Agricoltura

L'Ue alza il tiro nella lotta
contro gli agrofarmaci

Lo scorso 22 giugno la commissione Ue ha pubblicato la sua proposta di aggiornamento della normativa sull'uso sostenibile dei prodotti fitosanitari, attraverso la quale si prefigge di raggiungere gli obiettivi della strategia "Farm to Fork", con la drastica riduzione del 50% del consumo di agrofarmaci entro il 2030

Lo scorso 22 giugno la commissione Ue ha pubblicato la sua proposta di aggiornamento della normativa sull’uso sostenibile dei prodotti fitosanitari, attraverso la quale si prefigge di raggiungere gli obiettivi della strategia “Farm to Fork”, con la drastica riduzione del 50% del consumo di agrofarmaci entro il 2030.

Così la commissione europea ha inviato lo scorso 19 luglio le lettere con l’assegnazione dei target ai singoli Stati membri. Si tratta di valori che dovranno permettere di raggiungere l’obiettivo vincolante di riduzione a livello dell’Unione europea del 50%. Il periodo di riferimento cui applicare la riduzione è la media del triennio 2015-2016-2017.

Per non penalizzare i paesi più virtuosi, che applicano agricoltura integrata e riduzione dei dosaggi da decenni, il regolamento prevede tre livelli di intervento: i paesi “virtuosi” che nel triennio 2015-2016-2017 hanno avuto una “intensità di utilizzo” inferiore al 70% della media europea potranno ridurre i loro consumi del 35%; i paesi “nella media” nel triennio citato (con intensità compresa tra il 70 e il 140%) dovranno attenersi alla riduzione del 50%; i paesi meno virtuosi, con intensità di utilizzo superiore al 140% della media nel triennio dovranno “recuperare” incrementando il loro target al 65% anziché 50% entro il 2030.

In base a queste indicazioni l’Italia ha avuto una assegnazione di un valore in diminuzione del 62% dell’uso e del rischio di fitosanitari chimici. Si tratta della situazione peggiore a livello europeo che rischia di compromettere pesantemente il sistema agroalimentare nazionale. L’assegnazione di questa quota di riduzione è stata confermata anche dal ministero delle Politiche agricole, anche se al momento si tratta ancora di una proposta che dovrà essere discussa a breve nelle sedi delle istituzioni comunitarie.

Ma l’Italia non è sola in questa graduatoria: si trovano più o meno nella stessa situazione anche altri paesi dell’area mediterranea come Francia e Spagna, e in parte la Germania. Alcuni tra i paesi maggiori produttori di derrate agricole europee per quantità e qualità. La ragione sembra essere il metodo di calcolo adottato che tende a penalizzare l’intensità delle coltivazioni per ettaro di superficie trascurando o minimizzando gli sforzi fatti negli ultimi lustri per contenere l’impiego dei prodotti più pericolosi. Tema quest’ultimo che ha visto l’Italia come uno dei paesi più virtuosi a livello europeo nel contenimento dei fitofarmaci più pericolosi nei processi produttivi.

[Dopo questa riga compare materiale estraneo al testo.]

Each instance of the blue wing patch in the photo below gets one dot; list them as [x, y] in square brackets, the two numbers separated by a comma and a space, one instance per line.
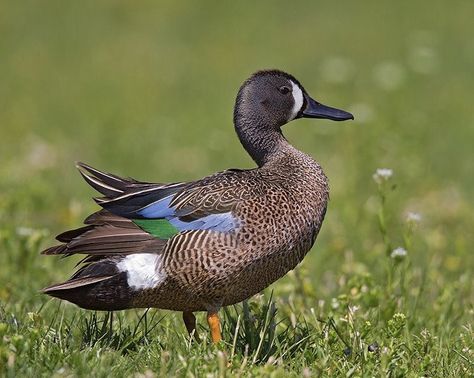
[221, 222]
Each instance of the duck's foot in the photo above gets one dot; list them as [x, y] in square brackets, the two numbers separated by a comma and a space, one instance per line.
[190, 323]
[215, 326]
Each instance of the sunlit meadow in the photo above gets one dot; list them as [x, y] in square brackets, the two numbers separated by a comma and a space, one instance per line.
[146, 90]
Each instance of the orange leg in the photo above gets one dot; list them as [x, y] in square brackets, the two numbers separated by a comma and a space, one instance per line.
[215, 326]
[190, 323]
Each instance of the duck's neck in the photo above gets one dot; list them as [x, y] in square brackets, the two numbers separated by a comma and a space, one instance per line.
[263, 142]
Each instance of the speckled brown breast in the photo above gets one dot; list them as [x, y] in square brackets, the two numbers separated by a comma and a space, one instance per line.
[279, 225]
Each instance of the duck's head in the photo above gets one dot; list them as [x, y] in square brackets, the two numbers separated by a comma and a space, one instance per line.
[273, 98]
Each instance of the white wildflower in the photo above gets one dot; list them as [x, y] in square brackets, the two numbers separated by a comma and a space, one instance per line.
[382, 174]
[353, 309]
[398, 253]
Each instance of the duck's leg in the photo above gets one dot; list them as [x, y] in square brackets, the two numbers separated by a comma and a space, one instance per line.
[214, 325]
[190, 323]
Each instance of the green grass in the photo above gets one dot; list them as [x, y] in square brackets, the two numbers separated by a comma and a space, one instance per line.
[146, 90]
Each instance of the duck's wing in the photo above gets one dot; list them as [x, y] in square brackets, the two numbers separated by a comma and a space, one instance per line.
[140, 217]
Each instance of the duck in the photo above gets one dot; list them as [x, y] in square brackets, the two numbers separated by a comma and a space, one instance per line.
[204, 244]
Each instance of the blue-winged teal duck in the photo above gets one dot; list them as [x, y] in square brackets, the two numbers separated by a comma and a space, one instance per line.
[201, 245]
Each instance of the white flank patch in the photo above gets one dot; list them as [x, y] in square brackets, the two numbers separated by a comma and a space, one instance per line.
[143, 270]
[298, 98]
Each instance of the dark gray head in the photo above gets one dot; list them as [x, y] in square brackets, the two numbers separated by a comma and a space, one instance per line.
[268, 100]
[276, 98]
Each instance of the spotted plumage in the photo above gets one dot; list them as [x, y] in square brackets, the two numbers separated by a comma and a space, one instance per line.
[201, 245]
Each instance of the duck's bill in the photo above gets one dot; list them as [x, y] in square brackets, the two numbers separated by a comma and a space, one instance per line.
[314, 109]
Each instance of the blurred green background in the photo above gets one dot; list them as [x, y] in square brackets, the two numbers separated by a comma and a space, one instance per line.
[146, 89]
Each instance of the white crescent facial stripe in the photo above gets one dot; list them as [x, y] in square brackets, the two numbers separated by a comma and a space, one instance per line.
[298, 98]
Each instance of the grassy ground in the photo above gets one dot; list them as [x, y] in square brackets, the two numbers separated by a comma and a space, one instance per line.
[147, 91]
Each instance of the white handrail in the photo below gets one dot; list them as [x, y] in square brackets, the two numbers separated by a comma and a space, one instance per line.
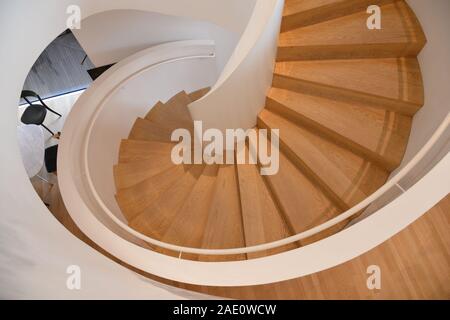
[267, 246]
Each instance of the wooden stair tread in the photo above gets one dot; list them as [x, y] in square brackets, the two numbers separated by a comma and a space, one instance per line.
[224, 226]
[137, 150]
[343, 175]
[387, 83]
[155, 219]
[131, 173]
[299, 13]
[196, 95]
[174, 114]
[189, 224]
[150, 131]
[135, 199]
[379, 134]
[262, 222]
[348, 37]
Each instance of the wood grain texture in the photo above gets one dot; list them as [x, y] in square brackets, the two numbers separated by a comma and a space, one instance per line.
[262, 222]
[392, 84]
[196, 95]
[349, 38]
[189, 224]
[150, 131]
[157, 217]
[224, 227]
[131, 173]
[138, 150]
[300, 13]
[415, 264]
[174, 114]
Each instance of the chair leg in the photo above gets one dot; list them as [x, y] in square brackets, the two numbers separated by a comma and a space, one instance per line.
[48, 130]
[53, 111]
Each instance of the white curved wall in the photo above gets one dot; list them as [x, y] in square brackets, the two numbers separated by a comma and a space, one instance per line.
[112, 36]
[132, 100]
[35, 249]
[240, 93]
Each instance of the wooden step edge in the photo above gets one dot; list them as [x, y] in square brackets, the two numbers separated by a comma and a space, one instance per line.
[124, 144]
[326, 91]
[329, 134]
[236, 173]
[327, 12]
[190, 256]
[307, 171]
[232, 257]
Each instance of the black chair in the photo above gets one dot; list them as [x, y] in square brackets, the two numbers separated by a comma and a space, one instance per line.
[51, 155]
[36, 113]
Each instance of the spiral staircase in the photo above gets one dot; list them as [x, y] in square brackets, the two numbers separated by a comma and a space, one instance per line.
[342, 97]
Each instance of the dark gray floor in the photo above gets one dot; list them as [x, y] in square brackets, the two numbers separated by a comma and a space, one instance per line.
[58, 70]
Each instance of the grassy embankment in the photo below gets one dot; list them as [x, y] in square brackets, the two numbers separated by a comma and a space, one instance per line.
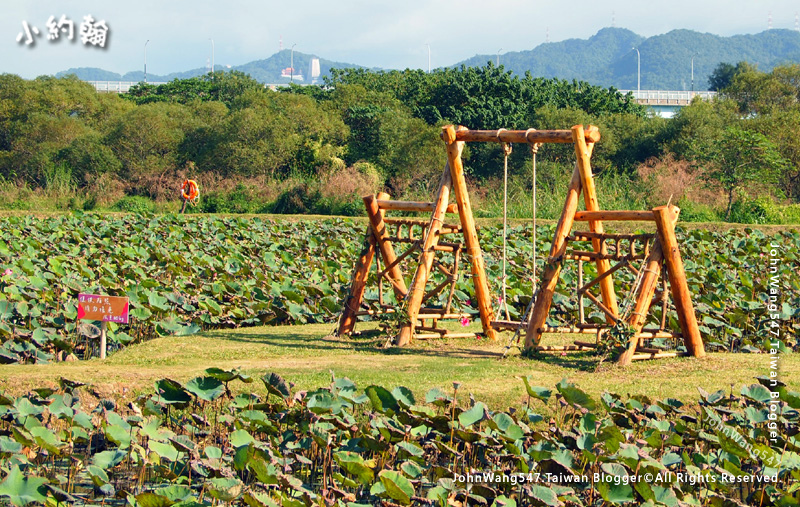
[306, 356]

Le organizzazioni agricole sono insorte contro questo provvedimento e confidano nella discussione che dovrà essere affrontata a Bruxelles per mitigare le richieste dell’Unione.

“L’esecutivo Ue – ha commentato Paolo De Castro, europarlamentare, ex ministro delle Politiche agricole e membro della Commissione agricoltura a Bruxelles – sembra colto da un improvviso attacco di schizofrenia: da un lato chiede ai nostri agricoltori di produrre più cereali, derogando ai requisiti ambientali della Pac, per fare fronte alla crisi alimentare causata dall’attacco russo all’Ucraina; dall’altro cerca di imporre target di riduzione dei fitofarmaci del tutto irrealistici e con impatti devastanti sulla capacità produttiva europea e la sicurezza alimentare globale. Come Commissione agricoltura del Parlamento Ue – ha continuato – siamo pronti a metterci al lavoro per bilanciare questa proposta che al momento non tiene in considerazione gli impatti anche sui dei costi produzione e non offre agli agricoltori alternative concrete all’utilizzo di agrofarmaci”.